Genus of flowering plants

Heterostachys is a genus of flowering plants in the plant family Amaranthaceae. The two species are shrubby halophytes native to South America and Central America.

== Description ==
The species of Heterostachys grow as subshrubs or low shrubs. The stems are much branched, glabrous, and not jointed. The alternate leaves are fleshy, glabrous, scale-like, stem-clasping, with very short free blades (1–2 mm).

The inflorescences are orbicular to cone-like, with alternate to nearly opposite scale-like bracts, and with one free flower sitting in the axil of each bract. The flowers are bisexual. The four-lobed perianth consists of four half-connate unequal tepals. There are two stamens and an ovary with two stigmas.

In fruit, the perianth becomes thick and spongy. The fruit wall (pericarp) is membranous. The seed is lenticular to edge-shaped with tuberculate surface.

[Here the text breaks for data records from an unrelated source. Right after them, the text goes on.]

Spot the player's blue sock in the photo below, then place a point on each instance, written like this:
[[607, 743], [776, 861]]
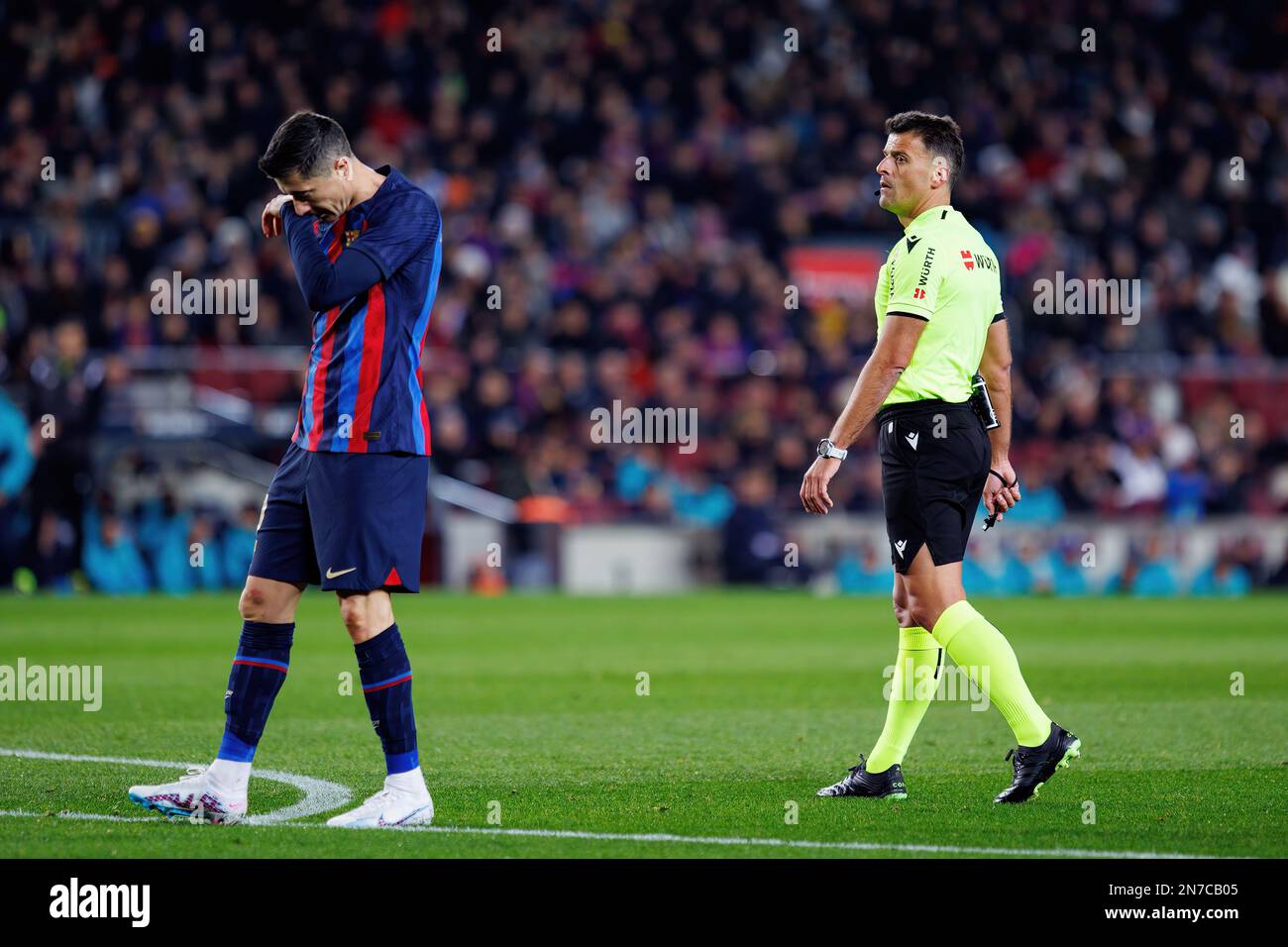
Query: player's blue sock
[[385, 674], [259, 671]]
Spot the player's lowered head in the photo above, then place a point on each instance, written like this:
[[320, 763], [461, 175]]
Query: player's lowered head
[[921, 161], [310, 159]]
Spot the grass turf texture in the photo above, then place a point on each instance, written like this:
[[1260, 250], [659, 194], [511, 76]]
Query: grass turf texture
[[756, 699]]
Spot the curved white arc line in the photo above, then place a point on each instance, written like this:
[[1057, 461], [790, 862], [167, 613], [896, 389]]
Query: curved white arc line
[[320, 795]]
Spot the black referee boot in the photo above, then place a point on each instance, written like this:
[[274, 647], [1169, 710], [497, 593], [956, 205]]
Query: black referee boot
[[861, 783], [1035, 764]]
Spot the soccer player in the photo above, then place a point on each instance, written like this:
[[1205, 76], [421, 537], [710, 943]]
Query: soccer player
[[939, 321], [347, 506]]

It contains a semi-annular embryo and copious perisperm (feeding tissue).

== Distribution and habitat ==
Heterostachys is distributed in South America and Central America (Hispaniola).
The plants are halophytes and grow in coastal lagoons and salty inland habitats.

== Systematics ==
The genus Heterostachys was first published in 1876 by Franz Ungern-Sternberg.
With this description, he replaced the invalid name Spirostachys Ung.-Sternb. from 1866, (which is illegitimate, as Spirostachys Sond. already existed since 1850). The type species is Heterostachys ritteriana.

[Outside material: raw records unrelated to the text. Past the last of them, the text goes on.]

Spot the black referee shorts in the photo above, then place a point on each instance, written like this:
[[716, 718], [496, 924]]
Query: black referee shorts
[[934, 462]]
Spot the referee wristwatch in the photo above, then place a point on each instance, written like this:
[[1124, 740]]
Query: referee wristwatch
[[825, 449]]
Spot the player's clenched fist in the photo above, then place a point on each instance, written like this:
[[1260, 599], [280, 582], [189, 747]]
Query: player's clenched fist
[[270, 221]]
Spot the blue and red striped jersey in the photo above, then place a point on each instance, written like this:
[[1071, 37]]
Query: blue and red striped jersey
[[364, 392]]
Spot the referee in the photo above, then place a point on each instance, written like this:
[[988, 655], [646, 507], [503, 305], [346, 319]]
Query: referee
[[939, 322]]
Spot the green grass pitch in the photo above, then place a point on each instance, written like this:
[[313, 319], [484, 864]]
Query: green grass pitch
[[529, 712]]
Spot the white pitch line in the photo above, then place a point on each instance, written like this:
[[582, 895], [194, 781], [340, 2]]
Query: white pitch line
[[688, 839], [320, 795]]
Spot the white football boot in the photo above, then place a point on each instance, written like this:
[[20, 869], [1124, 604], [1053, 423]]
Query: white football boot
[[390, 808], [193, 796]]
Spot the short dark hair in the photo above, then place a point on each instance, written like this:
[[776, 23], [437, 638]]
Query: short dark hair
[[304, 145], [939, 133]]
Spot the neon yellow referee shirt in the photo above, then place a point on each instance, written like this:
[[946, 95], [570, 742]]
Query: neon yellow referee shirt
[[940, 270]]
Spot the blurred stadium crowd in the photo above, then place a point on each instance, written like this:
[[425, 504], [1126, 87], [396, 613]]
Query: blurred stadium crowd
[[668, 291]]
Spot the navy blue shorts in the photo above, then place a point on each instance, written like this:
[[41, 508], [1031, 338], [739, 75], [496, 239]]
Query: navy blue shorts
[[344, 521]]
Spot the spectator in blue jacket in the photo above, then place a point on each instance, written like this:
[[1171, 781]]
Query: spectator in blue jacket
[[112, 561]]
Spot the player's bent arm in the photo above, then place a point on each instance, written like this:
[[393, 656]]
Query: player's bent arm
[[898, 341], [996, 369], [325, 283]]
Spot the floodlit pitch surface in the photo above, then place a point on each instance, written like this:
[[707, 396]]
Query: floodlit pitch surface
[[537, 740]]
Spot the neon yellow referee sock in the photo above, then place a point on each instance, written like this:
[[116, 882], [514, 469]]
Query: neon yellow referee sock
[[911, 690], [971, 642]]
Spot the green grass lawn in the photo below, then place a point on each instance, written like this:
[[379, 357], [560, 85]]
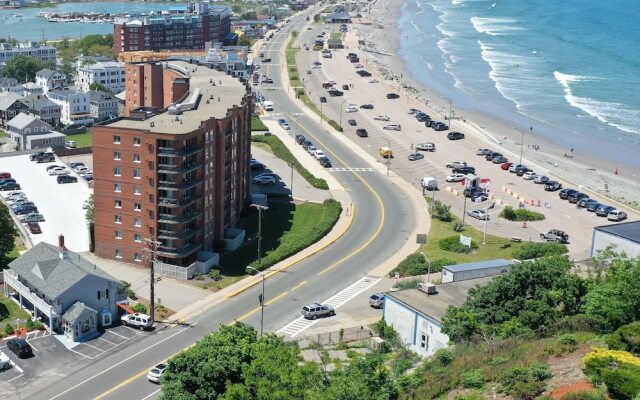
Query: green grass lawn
[[82, 140]]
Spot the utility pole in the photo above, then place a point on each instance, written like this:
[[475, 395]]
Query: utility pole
[[152, 256]]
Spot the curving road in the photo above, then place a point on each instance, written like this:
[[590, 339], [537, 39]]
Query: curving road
[[382, 223]]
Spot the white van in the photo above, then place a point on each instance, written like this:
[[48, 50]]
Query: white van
[[429, 183]]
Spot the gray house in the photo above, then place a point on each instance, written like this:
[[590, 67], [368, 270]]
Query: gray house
[[71, 295]]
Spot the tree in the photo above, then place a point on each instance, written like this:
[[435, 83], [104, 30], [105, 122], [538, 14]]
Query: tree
[[8, 231], [205, 370], [24, 68]]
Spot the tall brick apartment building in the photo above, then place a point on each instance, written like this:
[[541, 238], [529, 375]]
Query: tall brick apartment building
[[176, 168], [183, 28]]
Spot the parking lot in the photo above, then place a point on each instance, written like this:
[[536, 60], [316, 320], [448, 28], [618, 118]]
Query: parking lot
[[61, 204]]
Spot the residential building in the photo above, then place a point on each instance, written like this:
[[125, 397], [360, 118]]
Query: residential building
[[102, 70], [71, 295], [27, 132], [417, 316], [182, 28], [176, 172], [30, 49], [49, 79], [43, 108], [75, 107], [621, 237], [10, 106], [103, 105]]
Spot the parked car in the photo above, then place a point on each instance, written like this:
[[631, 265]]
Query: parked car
[[20, 347], [315, 310], [376, 300], [155, 374], [66, 179], [617, 215]]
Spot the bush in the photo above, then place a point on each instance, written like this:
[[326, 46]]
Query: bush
[[528, 251], [520, 214], [452, 243], [472, 379]]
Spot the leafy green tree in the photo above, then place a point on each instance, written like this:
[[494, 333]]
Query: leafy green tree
[[24, 68], [205, 370]]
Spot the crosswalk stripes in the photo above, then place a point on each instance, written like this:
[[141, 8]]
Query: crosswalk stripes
[[300, 324]]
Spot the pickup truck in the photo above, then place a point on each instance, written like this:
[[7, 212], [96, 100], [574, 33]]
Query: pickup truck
[[137, 320], [555, 235]]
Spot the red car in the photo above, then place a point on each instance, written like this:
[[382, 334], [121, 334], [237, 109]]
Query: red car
[[506, 166], [34, 227]]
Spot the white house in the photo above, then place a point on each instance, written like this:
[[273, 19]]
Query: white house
[[49, 79], [417, 316], [102, 70], [75, 107]]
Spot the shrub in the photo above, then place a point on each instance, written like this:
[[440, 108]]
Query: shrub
[[472, 379], [452, 243], [520, 214], [528, 251]]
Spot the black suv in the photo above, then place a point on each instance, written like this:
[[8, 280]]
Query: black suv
[[67, 179]]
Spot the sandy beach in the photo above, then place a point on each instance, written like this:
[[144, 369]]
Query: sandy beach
[[593, 171]]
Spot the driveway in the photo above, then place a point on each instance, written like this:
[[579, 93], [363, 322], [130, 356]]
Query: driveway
[[61, 205]]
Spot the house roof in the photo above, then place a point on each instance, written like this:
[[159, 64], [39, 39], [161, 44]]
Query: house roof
[[435, 305], [43, 268], [478, 265], [626, 230], [78, 312]]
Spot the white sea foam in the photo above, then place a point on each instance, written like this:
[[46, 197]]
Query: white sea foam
[[495, 26], [615, 114]]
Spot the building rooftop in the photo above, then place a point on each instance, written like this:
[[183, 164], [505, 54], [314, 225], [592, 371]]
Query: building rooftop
[[626, 230], [214, 101], [435, 305]]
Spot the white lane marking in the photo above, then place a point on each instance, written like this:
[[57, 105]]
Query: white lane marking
[[300, 324], [121, 362]]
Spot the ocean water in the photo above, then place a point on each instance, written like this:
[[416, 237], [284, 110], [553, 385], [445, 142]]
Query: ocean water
[[569, 69]]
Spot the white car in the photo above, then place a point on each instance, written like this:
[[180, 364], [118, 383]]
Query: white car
[[155, 374], [455, 178], [456, 164], [58, 171]]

The genus comprises two species:
- Heterostachys olivascens (Speg.) Molfino - endemic to Argentina (Buenos Aires, Mendoza, Río Negro), at 0–500 m above sea level.
- Heterostachys ritteriana (Moq.) Ung.-Sternb. - widely distributed in South America and Central America: Argentina, Paraguay, Venezuela, Peru, Haiti, Dominican Republic.

Heterostachys is closely related to the genus Allenrolfea, which also is distributed in America. Their common lineage seems to have evolved early in the evolution of the subfamily Salicornioideae, dating back to the Early to Middle Oligocene. It might have reached America long before the other American taxa of Salicornioideae.